Posts tagged ‘mind’

May 20, 2011

Raise your glass

by Living with RSD: what comes next?
Raise your glass

Raise your glass

Don’t adjust your clocks. It really is 5 in true morning. Insomnia strikes again. I recently saw a newscast that talked about momsomnia about mother’s who don’t sleep because of household worries. I have the not so unique qualifier of living with a disability added onto that. Pain wakes me up. I am robbed from sleep when it’s time to take a new pill, to turn over because my incisions are hurting or because my dreams betray me and remind me of the loss that I’m not supposed to talk about. You see, when colleagues and family ask how I’m doing, they want me to be okay so badly that I don’t have the heart to tell them the truth. But, to my unknown readers and the entire web word, I will give you the truth that I can’t tell them. My body is healing, undoubtedly. But, I realize that I no longer have control of this body. My RSD has taken over. I can’t wear the shoes that I want, the beautiful heels that are a symbol of days gone by. I can’t type some days because my hands are shaking so badly that I can’t hit the correct keys. I can’t walk some days without falling. People will tell you that they are there to pick you up. They aren’t. They are there to hope that you get up on your own. Doctors have discharged me, only to say that I have they have done all they can do. The cruel reality is that this is true. They have. But they haven’t returned me back to normal. This reality is supposed to be my new normal and I fight it with everything that I know how to do. This isn’t the reality that I want. So, what’s girl to do?

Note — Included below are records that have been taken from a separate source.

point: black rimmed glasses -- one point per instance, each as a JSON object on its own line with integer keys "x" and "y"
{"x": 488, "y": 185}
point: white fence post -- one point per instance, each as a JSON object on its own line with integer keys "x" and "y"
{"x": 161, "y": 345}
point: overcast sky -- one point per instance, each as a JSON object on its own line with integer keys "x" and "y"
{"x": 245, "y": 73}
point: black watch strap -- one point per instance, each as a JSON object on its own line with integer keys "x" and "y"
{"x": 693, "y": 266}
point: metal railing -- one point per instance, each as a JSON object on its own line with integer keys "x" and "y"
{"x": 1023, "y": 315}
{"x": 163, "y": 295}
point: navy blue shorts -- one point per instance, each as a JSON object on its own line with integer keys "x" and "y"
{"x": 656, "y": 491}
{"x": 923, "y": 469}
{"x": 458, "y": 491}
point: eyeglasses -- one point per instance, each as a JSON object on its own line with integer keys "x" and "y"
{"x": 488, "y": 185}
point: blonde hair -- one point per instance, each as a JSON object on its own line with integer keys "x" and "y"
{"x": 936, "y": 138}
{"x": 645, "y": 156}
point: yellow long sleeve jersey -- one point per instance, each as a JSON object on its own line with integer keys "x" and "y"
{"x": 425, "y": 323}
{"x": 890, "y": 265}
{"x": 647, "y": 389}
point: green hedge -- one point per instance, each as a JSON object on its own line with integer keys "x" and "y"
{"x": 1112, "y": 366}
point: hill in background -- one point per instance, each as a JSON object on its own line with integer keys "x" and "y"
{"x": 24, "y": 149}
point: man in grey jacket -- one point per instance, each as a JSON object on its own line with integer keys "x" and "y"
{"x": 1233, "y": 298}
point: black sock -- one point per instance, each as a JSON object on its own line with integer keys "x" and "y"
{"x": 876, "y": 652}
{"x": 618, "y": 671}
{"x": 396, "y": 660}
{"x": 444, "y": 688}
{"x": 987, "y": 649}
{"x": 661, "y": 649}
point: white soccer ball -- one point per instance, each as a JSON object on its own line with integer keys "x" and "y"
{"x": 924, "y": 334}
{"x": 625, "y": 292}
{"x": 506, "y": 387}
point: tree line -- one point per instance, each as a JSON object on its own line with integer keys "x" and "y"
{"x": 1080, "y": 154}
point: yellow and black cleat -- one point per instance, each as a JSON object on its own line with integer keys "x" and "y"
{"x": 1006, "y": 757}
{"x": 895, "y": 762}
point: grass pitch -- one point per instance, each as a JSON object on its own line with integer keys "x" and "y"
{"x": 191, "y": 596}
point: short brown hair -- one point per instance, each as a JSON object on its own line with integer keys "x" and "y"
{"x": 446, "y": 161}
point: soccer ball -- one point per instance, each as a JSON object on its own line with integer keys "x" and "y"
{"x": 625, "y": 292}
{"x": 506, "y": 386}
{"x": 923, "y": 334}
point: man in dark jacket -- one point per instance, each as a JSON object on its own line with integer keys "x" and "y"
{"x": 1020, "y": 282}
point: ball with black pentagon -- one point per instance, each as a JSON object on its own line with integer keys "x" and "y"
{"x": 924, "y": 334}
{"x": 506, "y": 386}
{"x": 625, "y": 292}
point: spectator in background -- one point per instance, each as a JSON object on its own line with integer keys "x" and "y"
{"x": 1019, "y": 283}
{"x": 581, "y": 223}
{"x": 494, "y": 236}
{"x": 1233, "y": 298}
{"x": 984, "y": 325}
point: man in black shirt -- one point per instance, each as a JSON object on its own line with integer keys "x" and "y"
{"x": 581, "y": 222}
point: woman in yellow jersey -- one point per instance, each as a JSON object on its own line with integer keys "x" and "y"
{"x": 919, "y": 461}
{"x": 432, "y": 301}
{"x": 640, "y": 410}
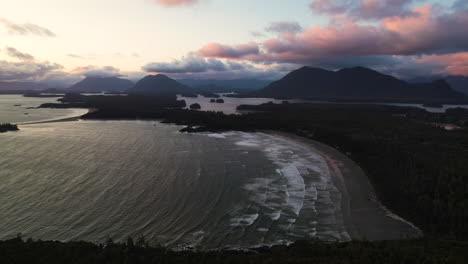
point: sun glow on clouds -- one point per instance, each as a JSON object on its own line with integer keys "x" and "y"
{"x": 374, "y": 33}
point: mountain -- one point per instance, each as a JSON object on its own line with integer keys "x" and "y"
{"x": 101, "y": 84}
{"x": 357, "y": 84}
{"x": 225, "y": 85}
{"x": 159, "y": 84}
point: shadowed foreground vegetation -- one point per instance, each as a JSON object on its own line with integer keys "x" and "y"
{"x": 419, "y": 170}
{"x": 18, "y": 251}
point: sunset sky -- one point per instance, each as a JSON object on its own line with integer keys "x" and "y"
{"x": 60, "y": 41}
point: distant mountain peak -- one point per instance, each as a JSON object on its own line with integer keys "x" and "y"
{"x": 159, "y": 84}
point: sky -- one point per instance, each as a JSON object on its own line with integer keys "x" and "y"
{"x": 59, "y": 42}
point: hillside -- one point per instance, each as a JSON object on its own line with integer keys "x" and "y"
{"x": 357, "y": 84}
{"x": 101, "y": 84}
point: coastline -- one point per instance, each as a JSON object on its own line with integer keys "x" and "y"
{"x": 364, "y": 217}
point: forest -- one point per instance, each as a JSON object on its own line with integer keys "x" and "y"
{"x": 418, "y": 169}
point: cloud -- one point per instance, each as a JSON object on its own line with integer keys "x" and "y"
{"x": 363, "y": 9}
{"x": 216, "y": 50}
{"x": 12, "y": 52}
{"x": 25, "y": 71}
{"x": 460, "y": 4}
{"x": 26, "y": 29}
{"x": 175, "y": 3}
{"x": 189, "y": 64}
{"x": 75, "y": 56}
{"x": 424, "y": 33}
{"x": 284, "y": 27}
{"x": 95, "y": 71}
{"x": 193, "y": 66}
{"x": 454, "y": 64}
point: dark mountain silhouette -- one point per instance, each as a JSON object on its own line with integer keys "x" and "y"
{"x": 159, "y": 84}
{"x": 227, "y": 85}
{"x": 457, "y": 82}
{"x": 356, "y": 84}
{"x": 101, "y": 84}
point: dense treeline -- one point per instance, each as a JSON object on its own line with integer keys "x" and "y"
{"x": 411, "y": 251}
{"x": 5, "y": 127}
{"x": 419, "y": 170}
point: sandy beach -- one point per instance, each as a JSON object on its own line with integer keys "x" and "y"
{"x": 365, "y": 218}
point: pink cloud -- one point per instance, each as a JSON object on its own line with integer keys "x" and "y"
{"x": 363, "y": 9}
{"x": 424, "y": 32}
{"x": 173, "y": 3}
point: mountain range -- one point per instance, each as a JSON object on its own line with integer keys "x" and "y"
{"x": 357, "y": 84}
{"x": 457, "y": 82}
{"x": 159, "y": 84}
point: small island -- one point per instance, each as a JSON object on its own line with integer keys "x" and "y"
{"x": 5, "y": 127}
{"x": 195, "y": 106}
{"x": 433, "y": 105}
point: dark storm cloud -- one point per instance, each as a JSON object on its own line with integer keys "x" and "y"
{"x": 12, "y": 52}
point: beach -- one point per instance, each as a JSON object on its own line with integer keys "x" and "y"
{"x": 364, "y": 217}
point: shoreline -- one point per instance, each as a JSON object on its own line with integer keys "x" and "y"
{"x": 364, "y": 217}
{"x": 65, "y": 119}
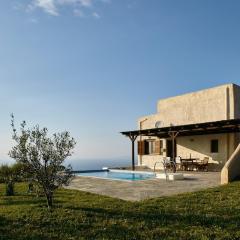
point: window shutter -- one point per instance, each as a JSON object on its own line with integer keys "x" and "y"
{"x": 158, "y": 147}
{"x": 141, "y": 148}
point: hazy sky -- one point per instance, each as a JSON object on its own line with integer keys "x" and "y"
{"x": 94, "y": 66}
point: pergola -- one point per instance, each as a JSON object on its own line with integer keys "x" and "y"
{"x": 216, "y": 127}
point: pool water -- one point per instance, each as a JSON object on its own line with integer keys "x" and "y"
{"x": 118, "y": 175}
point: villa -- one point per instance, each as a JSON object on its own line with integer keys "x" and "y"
{"x": 201, "y": 126}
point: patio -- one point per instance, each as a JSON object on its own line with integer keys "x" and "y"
{"x": 140, "y": 190}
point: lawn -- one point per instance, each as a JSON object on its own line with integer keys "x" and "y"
{"x": 209, "y": 214}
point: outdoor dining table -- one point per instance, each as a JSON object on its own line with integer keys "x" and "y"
{"x": 186, "y": 163}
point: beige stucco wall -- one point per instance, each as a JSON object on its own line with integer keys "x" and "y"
{"x": 214, "y": 104}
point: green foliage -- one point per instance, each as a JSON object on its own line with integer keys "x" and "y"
{"x": 9, "y": 174}
{"x": 43, "y": 156}
{"x": 209, "y": 214}
{"x": 10, "y": 188}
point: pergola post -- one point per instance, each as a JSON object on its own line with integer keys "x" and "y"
{"x": 173, "y": 135}
{"x": 133, "y": 138}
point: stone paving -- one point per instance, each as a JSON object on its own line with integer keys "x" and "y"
{"x": 144, "y": 189}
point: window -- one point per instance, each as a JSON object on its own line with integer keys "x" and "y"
{"x": 152, "y": 147}
{"x": 214, "y": 146}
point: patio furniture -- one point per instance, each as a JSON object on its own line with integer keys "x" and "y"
{"x": 168, "y": 164}
{"x": 203, "y": 164}
{"x": 178, "y": 163}
{"x": 188, "y": 163}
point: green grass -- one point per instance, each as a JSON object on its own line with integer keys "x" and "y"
{"x": 210, "y": 214}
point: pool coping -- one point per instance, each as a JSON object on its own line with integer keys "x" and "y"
{"x": 123, "y": 180}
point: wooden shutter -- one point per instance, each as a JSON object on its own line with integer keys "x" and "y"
{"x": 141, "y": 147}
{"x": 158, "y": 147}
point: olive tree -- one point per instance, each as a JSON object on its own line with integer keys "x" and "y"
{"x": 43, "y": 156}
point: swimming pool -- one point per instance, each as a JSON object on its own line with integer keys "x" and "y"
{"x": 118, "y": 175}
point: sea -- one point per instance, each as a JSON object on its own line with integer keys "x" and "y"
{"x": 97, "y": 164}
{"x": 87, "y": 164}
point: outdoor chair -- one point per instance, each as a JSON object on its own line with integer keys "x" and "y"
{"x": 168, "y": 163}
{"x": 203, "y": 165}
{"x": 178, "y": 163}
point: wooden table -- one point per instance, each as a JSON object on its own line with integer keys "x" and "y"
{"x": 189, "y": 162}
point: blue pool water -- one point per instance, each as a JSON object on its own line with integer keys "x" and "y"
{"x": 118, "y": 175}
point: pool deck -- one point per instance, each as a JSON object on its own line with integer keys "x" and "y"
{"x": 140, "y": 190}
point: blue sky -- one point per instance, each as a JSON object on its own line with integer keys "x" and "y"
{"x": 94, "y": 66}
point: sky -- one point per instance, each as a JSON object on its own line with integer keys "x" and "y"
{"x": 93, "y": 67}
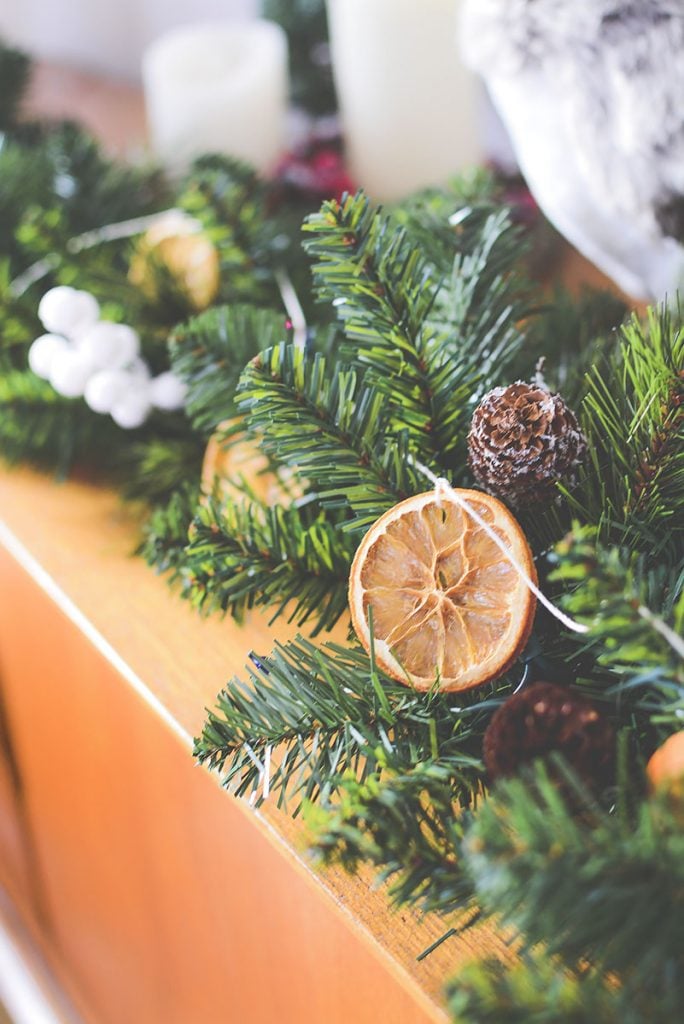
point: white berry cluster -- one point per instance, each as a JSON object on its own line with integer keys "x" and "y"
{"x": 83, "y": 356}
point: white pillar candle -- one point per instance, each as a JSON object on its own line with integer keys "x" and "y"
{"x": 408, "y": 103}
{"x": 218, "y": 87}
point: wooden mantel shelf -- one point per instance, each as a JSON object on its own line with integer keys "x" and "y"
{"x": 157, "y": 897}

Sleep evades me just like my beautiful Calvin Klein peep toe sandals with the 4 inch heel. In my sights, but something that I can’t have. There is no one in control. The RSD took that from me. Every question, every decision that I make, now has the question “Will my RSD let me do this, let me wear this?”.

Medical specialists have long talked about phantom limbs. It’s a medical condition seen in patients who are recent amputees or who experience sudden paralysis due to a trauma, such as a stroke. Patients still can feel the arm or leg that was removed, but their mind hasn’t caught up with their body. They still reach for things, try and use it, and believe that it’s there. I feel like I have four phantom limbs, but they are there. Everyone can see them, but I’m not in control of them. I remember the day that I made the decision for the first implant. My daughter reached out to hold my hand. I had extreme sensitivity to touch at the time. When she reached for me, the pain shot through my arm. My arm, the same one in which my mind wanted to reach for her and hold her forever, my RSD decided this same arm would swipe at her to push her away. She fell back on the sofa, shocked. She was 6 at the time. The worst part about it was that she said “It’s okay Mom. I’m sorry that I tried to touch you”. She wasn’t being snarky. She meant it. But, it wasn’t okay. I looked at her and realized that my ability or inability to cope with these changes in my body weren’t all about me. That was the day I decided to pursue these doctor recommendations. I don’t regret any decisions that I have made. I regret that I had to make them.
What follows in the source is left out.